Whirlpool mantiene il ricatto, il governo non è riuscito a farle cambiare idea. E così speranze al lumicino per salvare i 322 posti rimasti della fabbrica di via Argine a Napoli che comunque continuano a lottare, fedeli al loro motto: «Napoli non molla!». Come previsto, il tavolo di venerdì notte si è chiuso con un «Verbale di mancato accordo» fra azienda e sindacati. La multinazionale americana «ha sbattuto la porta in faccia a sindacati e governo»- denunciano Fim, Fiom e Uilm – alle 3 di notte e ha confermato «la procedura di licenziamento collettivo»: si è semplicemente impegnata a non mandare le lettere di licenziamento fino a venerdì 22 ottobre, patto sottoscritto con il Tribunale di Napoli dove è ancora pendente un procedimento per comportamento antisindacale, rinviato proprio a quel giorno.

Polemiche per l’assenza del ministro Giorgetti: aveva promesso di essere presente ma era a Varese a chiudere la campagna elettorale con Salvini.
Ora un nuovo incontro è previsto per martedì 19 ottobre, ma a meno di ripensamenti, l’azienda è inamovibile. «Pur riconoscendo gli sforzi profusi dal governo e dalle Regioni per trovare una soluzione idonea per consentire una nuova missione industriale al sito di Napoli» la società, considera «i progetti presentati ancora in una fase non compatibile con le esigenze tempistiche espresse», si legge nella nota diffusa da Whirlpool. Secondo il piano predisposto dal governo, i lavoratori dovrebbero essere assorbiti da un consorzio di aziende per la mobilità sostenibile al quale parteciperà anche Invitalia. Il consorzio si impegna a presentare il piano industriale entro il 15 dicembre, ma per Whirlpool è troppo in là.

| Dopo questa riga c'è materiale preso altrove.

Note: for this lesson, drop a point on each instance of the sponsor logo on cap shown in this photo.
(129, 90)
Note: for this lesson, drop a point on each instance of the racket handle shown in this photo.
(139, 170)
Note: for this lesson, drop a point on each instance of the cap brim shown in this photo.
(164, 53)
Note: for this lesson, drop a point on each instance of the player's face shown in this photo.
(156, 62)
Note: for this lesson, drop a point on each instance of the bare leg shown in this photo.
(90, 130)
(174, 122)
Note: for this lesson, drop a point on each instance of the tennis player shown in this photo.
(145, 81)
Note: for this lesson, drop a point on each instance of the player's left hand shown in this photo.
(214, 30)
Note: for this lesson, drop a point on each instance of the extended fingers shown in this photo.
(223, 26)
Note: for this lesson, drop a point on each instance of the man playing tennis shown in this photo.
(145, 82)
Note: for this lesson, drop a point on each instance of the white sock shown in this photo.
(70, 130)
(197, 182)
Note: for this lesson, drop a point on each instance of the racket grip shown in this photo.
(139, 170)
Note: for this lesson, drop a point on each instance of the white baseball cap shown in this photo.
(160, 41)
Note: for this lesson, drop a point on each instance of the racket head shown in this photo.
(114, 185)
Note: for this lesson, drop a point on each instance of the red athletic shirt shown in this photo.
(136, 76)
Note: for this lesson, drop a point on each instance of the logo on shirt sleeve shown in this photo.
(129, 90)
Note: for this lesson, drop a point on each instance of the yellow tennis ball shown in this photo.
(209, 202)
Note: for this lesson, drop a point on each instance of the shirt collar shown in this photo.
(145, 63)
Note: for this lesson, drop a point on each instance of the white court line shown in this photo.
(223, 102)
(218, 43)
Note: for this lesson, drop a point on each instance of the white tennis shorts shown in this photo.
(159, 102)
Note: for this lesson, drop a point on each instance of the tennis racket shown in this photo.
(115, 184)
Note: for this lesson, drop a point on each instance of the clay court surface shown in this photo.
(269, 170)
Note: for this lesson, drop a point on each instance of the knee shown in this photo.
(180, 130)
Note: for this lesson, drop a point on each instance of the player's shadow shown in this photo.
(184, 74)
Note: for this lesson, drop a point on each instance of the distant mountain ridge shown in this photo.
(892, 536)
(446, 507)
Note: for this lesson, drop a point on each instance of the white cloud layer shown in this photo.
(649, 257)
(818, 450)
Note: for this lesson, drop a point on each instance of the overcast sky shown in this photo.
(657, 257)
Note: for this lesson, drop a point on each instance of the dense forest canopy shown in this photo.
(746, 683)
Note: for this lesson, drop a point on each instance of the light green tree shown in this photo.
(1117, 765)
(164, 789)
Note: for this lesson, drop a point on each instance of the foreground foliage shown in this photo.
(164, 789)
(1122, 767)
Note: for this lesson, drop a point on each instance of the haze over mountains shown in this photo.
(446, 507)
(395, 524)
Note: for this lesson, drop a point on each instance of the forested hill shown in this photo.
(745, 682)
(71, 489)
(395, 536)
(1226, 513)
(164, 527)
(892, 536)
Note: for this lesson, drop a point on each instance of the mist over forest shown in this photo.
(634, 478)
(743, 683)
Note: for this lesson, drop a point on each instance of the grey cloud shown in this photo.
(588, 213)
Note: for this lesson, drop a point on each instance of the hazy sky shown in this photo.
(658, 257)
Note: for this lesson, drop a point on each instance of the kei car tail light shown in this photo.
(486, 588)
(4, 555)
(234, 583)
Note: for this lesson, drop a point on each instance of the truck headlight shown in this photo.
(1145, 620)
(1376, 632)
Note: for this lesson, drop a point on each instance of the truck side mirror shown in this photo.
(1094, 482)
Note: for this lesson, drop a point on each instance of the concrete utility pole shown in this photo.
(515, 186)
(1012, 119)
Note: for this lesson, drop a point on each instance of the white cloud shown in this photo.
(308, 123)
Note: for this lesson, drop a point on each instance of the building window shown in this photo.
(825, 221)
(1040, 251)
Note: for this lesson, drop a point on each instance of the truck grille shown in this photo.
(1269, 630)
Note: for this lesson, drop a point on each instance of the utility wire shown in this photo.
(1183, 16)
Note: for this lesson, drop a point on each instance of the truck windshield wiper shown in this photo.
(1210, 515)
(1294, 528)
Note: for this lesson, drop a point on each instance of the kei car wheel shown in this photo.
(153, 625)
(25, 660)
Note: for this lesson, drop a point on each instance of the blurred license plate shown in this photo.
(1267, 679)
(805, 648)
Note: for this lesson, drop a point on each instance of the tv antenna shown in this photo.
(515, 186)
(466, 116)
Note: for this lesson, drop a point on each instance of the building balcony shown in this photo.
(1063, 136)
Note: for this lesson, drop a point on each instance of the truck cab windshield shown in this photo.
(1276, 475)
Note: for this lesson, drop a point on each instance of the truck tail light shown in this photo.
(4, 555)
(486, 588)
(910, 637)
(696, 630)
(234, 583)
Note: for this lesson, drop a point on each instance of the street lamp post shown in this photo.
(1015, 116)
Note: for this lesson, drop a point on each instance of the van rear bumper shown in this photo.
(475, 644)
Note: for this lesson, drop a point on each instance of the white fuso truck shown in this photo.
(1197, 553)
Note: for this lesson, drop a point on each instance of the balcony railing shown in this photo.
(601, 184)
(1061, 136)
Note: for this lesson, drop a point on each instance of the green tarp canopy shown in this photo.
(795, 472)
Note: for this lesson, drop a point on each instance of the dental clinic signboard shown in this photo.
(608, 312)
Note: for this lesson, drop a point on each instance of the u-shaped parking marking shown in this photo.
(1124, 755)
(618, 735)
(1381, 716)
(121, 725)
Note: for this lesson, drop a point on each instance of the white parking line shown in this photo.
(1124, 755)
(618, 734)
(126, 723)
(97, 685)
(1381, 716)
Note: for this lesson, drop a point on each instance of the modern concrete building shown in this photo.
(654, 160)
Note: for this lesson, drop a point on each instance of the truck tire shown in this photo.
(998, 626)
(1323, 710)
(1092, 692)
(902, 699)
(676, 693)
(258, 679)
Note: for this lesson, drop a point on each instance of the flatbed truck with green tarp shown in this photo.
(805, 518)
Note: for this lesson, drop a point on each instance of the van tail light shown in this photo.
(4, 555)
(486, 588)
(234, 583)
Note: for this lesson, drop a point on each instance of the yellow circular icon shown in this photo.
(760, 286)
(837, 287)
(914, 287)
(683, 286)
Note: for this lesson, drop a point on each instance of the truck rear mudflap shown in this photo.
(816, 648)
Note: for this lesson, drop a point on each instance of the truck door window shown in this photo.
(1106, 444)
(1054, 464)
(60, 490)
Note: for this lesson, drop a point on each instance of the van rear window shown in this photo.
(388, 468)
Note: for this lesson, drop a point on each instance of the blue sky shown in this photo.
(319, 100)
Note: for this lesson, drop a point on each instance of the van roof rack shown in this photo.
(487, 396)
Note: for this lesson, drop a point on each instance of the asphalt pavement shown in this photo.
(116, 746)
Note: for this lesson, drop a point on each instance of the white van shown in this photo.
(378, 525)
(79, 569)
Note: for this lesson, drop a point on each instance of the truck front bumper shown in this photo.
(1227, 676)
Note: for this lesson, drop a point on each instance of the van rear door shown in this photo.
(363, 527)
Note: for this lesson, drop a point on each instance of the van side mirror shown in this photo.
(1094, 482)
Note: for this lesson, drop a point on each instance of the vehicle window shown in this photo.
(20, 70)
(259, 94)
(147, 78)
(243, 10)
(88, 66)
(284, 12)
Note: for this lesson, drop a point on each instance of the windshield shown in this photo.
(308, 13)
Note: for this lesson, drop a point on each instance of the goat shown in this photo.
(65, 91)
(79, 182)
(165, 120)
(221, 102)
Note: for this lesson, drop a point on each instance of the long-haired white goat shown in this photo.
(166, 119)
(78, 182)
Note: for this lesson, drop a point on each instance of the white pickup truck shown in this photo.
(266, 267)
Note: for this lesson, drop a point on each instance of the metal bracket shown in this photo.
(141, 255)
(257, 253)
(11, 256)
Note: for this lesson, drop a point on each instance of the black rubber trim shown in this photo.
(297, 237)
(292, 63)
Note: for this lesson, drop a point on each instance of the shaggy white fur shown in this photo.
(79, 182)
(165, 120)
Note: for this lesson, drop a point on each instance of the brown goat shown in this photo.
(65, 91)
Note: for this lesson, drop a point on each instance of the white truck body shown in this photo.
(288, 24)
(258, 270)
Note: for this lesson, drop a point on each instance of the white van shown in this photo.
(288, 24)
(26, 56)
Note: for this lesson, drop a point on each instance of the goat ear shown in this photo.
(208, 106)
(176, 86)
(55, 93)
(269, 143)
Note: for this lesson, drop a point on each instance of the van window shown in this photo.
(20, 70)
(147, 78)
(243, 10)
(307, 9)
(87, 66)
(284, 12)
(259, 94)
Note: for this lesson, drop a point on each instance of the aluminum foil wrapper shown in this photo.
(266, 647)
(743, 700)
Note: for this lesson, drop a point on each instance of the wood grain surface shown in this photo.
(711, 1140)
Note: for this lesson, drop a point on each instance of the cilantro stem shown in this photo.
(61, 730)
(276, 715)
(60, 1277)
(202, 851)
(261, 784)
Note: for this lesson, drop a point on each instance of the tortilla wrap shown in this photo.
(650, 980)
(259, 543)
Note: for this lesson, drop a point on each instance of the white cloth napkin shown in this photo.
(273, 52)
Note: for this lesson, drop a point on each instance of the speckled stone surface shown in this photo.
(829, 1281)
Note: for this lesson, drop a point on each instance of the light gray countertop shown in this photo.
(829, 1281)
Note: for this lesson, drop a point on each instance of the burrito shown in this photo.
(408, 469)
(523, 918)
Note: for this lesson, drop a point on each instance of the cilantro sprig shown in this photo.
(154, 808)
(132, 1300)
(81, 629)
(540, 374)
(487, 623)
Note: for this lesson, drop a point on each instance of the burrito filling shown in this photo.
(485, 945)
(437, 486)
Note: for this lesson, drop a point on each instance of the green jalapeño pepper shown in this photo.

«Ci auguriamo che martedì il governo arrivi con una soluzione che eviti i licenziamenti, occorre intervenire sulla proprietà americana. Nel frattempo la lotta continua», attaccano Barbara Tibaldi e Rosario Rappa della Fiom. «Azienda irragionevole, sarò accanto agli operai», commenta la viceministra Alessandra Todde.